Search This Blog

Saturday, March 26, 2011

Taking Stock

Good morning. It is sunny and especially cold this morning around 20 degrees here in Upstate NY. Winter is hanging on for all its worth. Onto a different idea here, but I am coming to the conclusion that the majority of restaurants serve really so-so food. Its very rare to find a restaurant in these parts that uses simple fresh ingredients and serves delicious easy to digest food. All other places really tweak the food with garlic or salt or butter or all to try to coax more flavor out of the dish. People are being sold a flavor enhanced trick and I'm not sure why this is the standard. Besides that many restaurants use poor ingredients, crappy white flour, concentrates, bad oil, not fresh ingredients. I'm having buyers remorse for a bad dinner last night, I can still taste it now. I know you know what I mean.

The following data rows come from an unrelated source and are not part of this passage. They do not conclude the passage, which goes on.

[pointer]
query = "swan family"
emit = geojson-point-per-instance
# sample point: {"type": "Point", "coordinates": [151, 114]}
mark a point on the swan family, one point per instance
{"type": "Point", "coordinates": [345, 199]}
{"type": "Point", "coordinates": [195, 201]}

The equities market is showing tremendous resilience. In spite of a trifecta of trifectas, stocks are right around peak numbers since the dastardly bottom of March 2009.

Recapping the present triple threat. There is Japan's earthquake, resultant tsunami, and ongoing nuclear crises. There is a spreading revolution in the Middle East which allegedly threatens oil supplies. Finally there is an alarming fiscal crisis in several European countries that lingers on with no clear resolution.

Initially these crises sank the market two weeks ago as volatility crept back into the system, fear that the world was crumbling quite literally.

The rebound is occurring because the prognosis for growth in the world economy is good. Long story short, corporations, and especially American corporations, are making money. That is all it takes. The world could split in half with each half going into its own orbit, and as long as the money is flowing, the markets will rebound.

Now its important to point out that there are many skeptics. So, choose your poison but choose wisely.

Reuters: New quarter, old issues for investors
The primary driver, when everything else is stripped away, is confidence that the global economy is in pretty good condition and with it the corporate outlook.


...global growth is set to rise well above the roughly 3.5 percent long-term average.


...the Japan disasters and North Africa/Middle East revolts should not derail the global economic expansion.

3 comments:

Ed said...

My eyes glaze over on the Wall Street stuff, but I'm with you on the restaurant situation.

What restaurant can you eat at everyday? None! Who can stand such overblown food all the time?

Even if it's good I find you're wowed at the first bite and sick of it by the time you finish.

Jim Sande said...

My favorite one is the 333 in Delmar, ever eat there? I would eat there all the time except its too expensive for me. They have fresh food and it is well prepared. Unfortunately one or two veg dishes. Fish is good there too.

Glynn Kalara said...

I was invited to a B-day bash at a so called Home style Italian Rest. in Philly last nite and the menu was huge and expensive but the endless portions were beyond human scale. I'm sitting here still digesting the gluttonous feat of last evening. I can only do such a thing maybe once a yr. in good conscience, especially since my heart attack. Fortunately , it was all paid for.